On Wednesday, the river crossed its highest flood level to date, and levels continued to rise relentlessly, even as the peak discharge of water from the Hatnikund Valley upstream of Haryana was not the highest that has been recorded so far.

Bhim Singh Rawat, an ecologist and assistant coordinator of the South Asian Network for Dams, Rivers and People, noted that a peak discharge of over 8 lakh cusecs was recorded even in 2019 from Hathnikund, higher than the peak of 3.59 lakh cusecs recorded on Tuesday.

Then, Rawat noted, the highest flood level, in 1978, had not been breached in Delhi. This time it was breached. There could be multiple reasons. One of them could be that there had been heavy rains downstream of the Hatnikund… Another could be that there was silt built up and trapped in the stretch of the Delhi. There are many sectional and longitudinal structures along the Delhi stretch…”, Rawat said.

“A possible explanation is that the time of flood concentration is shorter, and that the same amount of rain fell in a shorter period and moved rapidly downstream,” said Manu Bhatnagar, Principal Director of Natural Heritage at INTACH.

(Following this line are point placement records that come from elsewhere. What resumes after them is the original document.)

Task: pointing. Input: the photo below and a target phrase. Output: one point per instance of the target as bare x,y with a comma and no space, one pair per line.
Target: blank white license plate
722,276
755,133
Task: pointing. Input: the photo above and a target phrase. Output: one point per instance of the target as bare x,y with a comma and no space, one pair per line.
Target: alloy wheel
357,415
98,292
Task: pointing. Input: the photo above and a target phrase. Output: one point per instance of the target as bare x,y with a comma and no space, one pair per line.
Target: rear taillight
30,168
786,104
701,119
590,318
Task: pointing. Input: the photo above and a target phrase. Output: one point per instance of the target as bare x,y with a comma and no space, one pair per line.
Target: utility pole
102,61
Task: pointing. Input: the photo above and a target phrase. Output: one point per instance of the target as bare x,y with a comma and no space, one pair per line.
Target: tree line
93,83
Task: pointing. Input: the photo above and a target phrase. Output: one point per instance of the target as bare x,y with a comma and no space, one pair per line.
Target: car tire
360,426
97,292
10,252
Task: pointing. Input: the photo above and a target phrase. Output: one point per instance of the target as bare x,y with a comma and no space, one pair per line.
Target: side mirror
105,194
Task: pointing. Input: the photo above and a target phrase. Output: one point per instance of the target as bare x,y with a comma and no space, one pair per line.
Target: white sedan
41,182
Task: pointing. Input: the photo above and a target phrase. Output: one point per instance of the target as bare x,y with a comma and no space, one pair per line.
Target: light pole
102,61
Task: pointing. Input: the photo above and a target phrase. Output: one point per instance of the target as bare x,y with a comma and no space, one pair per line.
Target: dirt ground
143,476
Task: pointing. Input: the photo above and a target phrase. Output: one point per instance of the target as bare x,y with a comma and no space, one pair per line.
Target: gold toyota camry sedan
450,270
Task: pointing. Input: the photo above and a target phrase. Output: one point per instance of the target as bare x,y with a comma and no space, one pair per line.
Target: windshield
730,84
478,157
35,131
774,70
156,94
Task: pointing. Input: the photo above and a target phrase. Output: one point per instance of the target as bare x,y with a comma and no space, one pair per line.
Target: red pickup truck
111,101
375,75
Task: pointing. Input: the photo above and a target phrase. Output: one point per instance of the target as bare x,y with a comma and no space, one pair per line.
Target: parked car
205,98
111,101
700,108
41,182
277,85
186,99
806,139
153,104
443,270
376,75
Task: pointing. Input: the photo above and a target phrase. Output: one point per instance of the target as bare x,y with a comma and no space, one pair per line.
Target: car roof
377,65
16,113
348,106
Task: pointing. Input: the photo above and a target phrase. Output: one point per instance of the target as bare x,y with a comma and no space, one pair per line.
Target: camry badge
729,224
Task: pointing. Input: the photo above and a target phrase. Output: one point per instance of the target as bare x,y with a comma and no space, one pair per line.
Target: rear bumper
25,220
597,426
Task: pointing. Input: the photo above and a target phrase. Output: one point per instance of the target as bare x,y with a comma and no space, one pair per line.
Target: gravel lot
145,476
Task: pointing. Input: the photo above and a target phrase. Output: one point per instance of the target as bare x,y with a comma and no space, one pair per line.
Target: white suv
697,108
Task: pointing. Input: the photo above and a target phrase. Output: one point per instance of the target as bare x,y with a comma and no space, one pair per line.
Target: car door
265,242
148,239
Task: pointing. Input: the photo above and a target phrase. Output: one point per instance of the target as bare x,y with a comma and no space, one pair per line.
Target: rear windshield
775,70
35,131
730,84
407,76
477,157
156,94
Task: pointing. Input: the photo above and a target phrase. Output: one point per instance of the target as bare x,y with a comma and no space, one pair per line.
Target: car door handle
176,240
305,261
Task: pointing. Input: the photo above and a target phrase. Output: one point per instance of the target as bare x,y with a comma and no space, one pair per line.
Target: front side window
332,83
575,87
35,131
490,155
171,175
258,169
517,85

The banks of the river have not yet been breached. “There were floods in 1964, 1958 and 1948, but we did not reach the levels attained at that time, and the 1978 flood was considered a benchmark for the highest flood. After that, we did not have many protection measures. The river stayed within its dams this time. If there are openings in the dams and water rises, it can seep.